Pursuant to the attached Presidential message, Governor Inslee hereby directs that Washington State and United States flags at all state agency facilities continue to remain lowered to half-staff, in honor and remembrance of Congressman Alcee Hastings, of Florida.
Flags should remain at half-staff until close of business or sunset on Wednesday, April 7, 2021.
Other government entities, citizens and businesses are encouraged to join this recognition.
John Arbeeny says
So we are honoring a scoundrel? In 1981, after a sting operation by the FBI against attorney and alleged co-conspirator William Borders, Hastings was charged with conspiracy to solicit a $150,000 bribe (equivalent to $421,834 in 2019) in exchange for a lenient sentence for Frank and Thomas Romano on 21 counts of racketeering and the return of their seized assets. In his 1983 trial, Hastings was acquitted by a jury after Borders refused to testify in court, despite having been convicted in his own trial in 1982. Borders went to jail for accepting the first $25,000 payment, but was later given a full pardon by President Bill Clinton on his last day in office.
In 1988, the Democratic-controlled United States House of Representatives took up the case, and Hastings was impeached for bribery and perjury by a vote of 413–3. He was then convicted on October 20, 1989, by the United States Senate, which, at the time, was also controlled by Democrats. Hastings became the sixth federal judge in the history of the United States to be removed from office by the Senate. The Senate, in two hours of roll calls, voted on 11 of the 17 articles of impeachment. It convicted Hastings of eight of the 11 articles. The vote on the first article was 69 for and 26 opposed. He was removed from the bench, but the Senate did not preclude him from holding office in the future.
He has been a career politician as a member of Congress since 1992 and good reason for term limits. Troubles followed him there too.
In June 2011, one of Hastings’s staff members, Winsome Packer, filed a lawsuit alleging that he had made repeated unwanted sexual advances and threatened her job when she refused him. A congressional ethics panel investigated these claims. Packer was represented by the conservative legal group Judicial Watch. Hastings denied the allegations and called them “ludicrous.” He said, “I will win this lawsuit. That is a certainty. In a race with a lie, the truth always wins. And when the truth comes to light and the personal agendas of my accusers are exposed, I will be vindicated.” In February 2012, it was reported that Hastings would be released from the lawsuit, and it would only continue against the Helsinki Commission which Hastings chaired and Packer represented in Vienna. In December 2017, it was reported that the Treasury Department paid $220,000 to settle the lawsuit. Hastings later complained that he played no role in the settlement negotiations but the way they had been framed implied that he had.

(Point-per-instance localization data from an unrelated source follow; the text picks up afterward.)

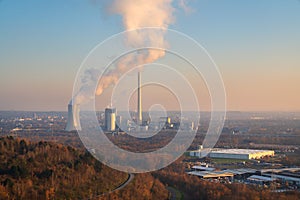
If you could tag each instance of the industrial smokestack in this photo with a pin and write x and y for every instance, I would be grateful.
(73, 117)
(139, 104)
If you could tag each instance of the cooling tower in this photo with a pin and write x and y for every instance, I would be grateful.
(139, 106)
(73, 117)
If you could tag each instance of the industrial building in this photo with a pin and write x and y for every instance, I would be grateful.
(110, 119)
(245, 154)
(73, 122)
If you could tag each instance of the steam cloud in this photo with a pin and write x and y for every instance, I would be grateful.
(135, 14)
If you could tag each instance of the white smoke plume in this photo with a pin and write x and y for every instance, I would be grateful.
(136, 14)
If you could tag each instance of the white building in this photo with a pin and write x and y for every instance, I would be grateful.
(245, 154)
(110, 119)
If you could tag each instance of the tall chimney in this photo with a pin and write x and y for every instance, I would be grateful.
(139, 108)
(73, 122)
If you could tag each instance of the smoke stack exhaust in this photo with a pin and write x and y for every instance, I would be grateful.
(73, 123)
(139, 106)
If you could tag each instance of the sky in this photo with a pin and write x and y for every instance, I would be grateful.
(256, 45)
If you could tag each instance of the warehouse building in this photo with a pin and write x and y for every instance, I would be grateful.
(245, 154)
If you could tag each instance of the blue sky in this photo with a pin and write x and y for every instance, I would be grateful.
(256, 45)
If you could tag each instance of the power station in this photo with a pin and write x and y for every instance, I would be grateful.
(111, 119)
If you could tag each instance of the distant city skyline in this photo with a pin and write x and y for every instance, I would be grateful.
(255, 44)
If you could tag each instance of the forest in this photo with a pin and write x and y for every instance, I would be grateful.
(47, 170)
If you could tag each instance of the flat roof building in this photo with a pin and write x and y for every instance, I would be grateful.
(245, 154)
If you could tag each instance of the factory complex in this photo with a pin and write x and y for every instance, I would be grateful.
(243, 154)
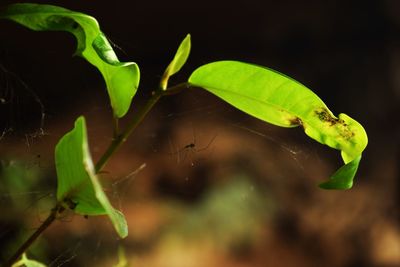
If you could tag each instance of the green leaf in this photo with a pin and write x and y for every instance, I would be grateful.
(24, 261)
(343, 178)
(177, 63)
(275, 98)
(78, 186)
(122, 78)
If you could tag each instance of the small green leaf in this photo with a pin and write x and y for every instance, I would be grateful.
(122, 78)
(78, 186)
(177, 63)
(343, 178)
(282, 101)
(24, 261)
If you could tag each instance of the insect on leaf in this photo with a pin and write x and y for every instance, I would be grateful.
(177, 63)
(78, 186)
(122, 78)
(275, 98)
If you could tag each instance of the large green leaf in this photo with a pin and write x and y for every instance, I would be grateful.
(280, 100)
(24, 261)
(122, 78)
(78, 186)
(177, 62)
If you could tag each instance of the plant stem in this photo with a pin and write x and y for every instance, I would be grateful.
(50, 219)
(138, 117)
(121, 138)
(118, 140)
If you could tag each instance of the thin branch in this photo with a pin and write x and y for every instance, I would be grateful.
(50, 219)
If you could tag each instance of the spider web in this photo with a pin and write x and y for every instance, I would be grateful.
(15, 96)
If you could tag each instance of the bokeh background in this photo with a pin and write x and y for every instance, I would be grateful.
(247, 194)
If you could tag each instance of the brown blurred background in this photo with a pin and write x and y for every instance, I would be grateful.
(247, 194)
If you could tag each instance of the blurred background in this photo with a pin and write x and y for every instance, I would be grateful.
(246, 194)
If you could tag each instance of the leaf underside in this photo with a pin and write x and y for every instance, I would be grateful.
(122, 78)
(278, 99)
(78, 186)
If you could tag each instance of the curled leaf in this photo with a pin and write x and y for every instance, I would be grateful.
(122, 78)
(78, 186)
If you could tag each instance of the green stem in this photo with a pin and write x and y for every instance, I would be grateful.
(50, 219)
(118, 140)
(138, 117)
(121, 138)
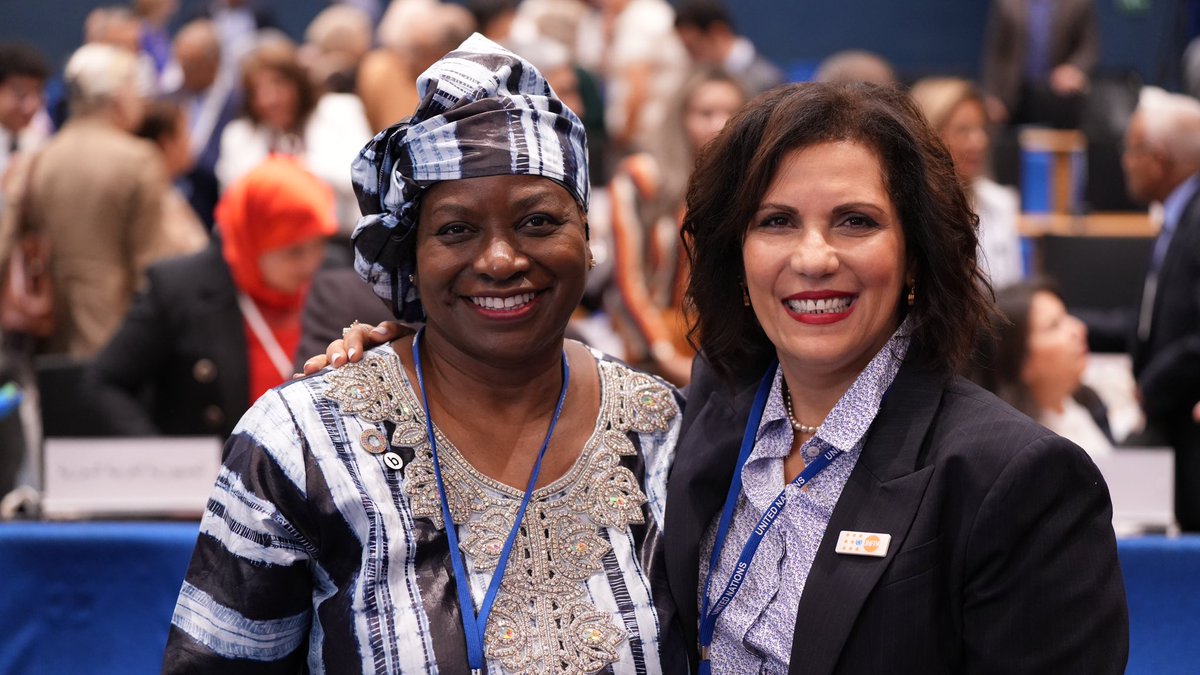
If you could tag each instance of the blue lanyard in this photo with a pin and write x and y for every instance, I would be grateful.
(473, 625)
(708, 619)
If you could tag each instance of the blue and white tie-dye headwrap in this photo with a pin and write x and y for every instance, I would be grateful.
(484, 112)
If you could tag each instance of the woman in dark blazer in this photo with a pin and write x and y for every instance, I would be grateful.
(204, 339)
(933, 527)
(906, 520)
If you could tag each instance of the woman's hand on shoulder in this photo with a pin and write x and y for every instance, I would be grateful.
(357, 339)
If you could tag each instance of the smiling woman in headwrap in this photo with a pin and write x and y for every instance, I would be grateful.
(484, 494)
(216, 329)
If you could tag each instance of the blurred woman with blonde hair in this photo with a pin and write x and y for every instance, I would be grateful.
(955, 109)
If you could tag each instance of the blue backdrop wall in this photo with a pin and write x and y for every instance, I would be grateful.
(919, 36)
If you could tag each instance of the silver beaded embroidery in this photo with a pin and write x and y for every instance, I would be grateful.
(543, 620)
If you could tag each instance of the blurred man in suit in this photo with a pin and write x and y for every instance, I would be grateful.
(1162, 165)
(207, 91)
(1037, 59)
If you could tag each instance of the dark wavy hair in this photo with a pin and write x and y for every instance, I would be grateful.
(953, 297)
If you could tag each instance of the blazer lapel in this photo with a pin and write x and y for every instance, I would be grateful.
(226, 338)
(696, 490)
(881, 495)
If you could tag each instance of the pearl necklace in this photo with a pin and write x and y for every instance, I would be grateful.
(791, 417)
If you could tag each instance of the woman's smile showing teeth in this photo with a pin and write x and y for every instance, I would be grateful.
(825, 305)
(511, 303)
(820, 308)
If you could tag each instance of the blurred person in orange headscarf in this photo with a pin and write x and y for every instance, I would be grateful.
(216, 329)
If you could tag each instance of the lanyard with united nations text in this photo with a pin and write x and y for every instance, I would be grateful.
(708, 617)
(473, 625)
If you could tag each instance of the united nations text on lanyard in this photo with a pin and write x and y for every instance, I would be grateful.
(708, 616)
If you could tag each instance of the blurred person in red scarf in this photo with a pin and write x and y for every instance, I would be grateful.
(216, 329)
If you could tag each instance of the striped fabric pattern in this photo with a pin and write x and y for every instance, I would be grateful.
(310, 557)
(484, 112)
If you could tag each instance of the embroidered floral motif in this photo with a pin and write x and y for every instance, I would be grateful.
(543, 620)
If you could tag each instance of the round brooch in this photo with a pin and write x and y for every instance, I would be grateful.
(373, 441)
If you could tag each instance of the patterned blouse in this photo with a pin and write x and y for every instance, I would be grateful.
(754, 634)
(315, 556)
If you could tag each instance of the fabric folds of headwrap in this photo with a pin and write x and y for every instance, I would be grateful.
(484, 111)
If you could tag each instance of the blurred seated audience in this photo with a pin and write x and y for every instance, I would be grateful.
(493, 18)
(286, 114)
(1036, 359)
(334, 45)
(154, 35)
(1037, 59)
(955, 111)
(24, 125)
(165, 124)
(646, 299)
(1162, 165)
(279, 97)
(643, 64)
(856, 65)
(238, 24)
(216, 329)
(412, 35)
(120, 27)
(561, 22)
(707, 31)
(209, 95)
(96, 190)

In a survey of U.S. lawmakers, the Center for Responsive Politics named Hastings the “Poorest Member of Congress,” with a 2018 average net worth of ?$7,549,002. His congressional financial disclosure form indicated that, as of 2010, Hastings did not have any earned income, had a bank account with a balance in the $1,000 to $15,000 range, and owed several million dollars in legal fees to several attorneys stemming from the 1981–1989 charges.
In 2012, Hastings was ranked #1 out of the 435 members of the U.S. House of Representatives for paying salaries and fees to family members, according to the conservative watchdog group Judicial Watch. A state-by-state report on members of Congress published by the Citizens for Responsibility and Ethics in Washington reported that Hastings paid his girlfriend, Patricia Williams, an attorney who worked as his deputy district director, $622,574 over the four-year period from 2007 to 2010.
Wikipedia
John Arbeeny says
Correction. Average net worth of -(negative) $7,549,002. Apparently he stiffed a lot of people/attorneys.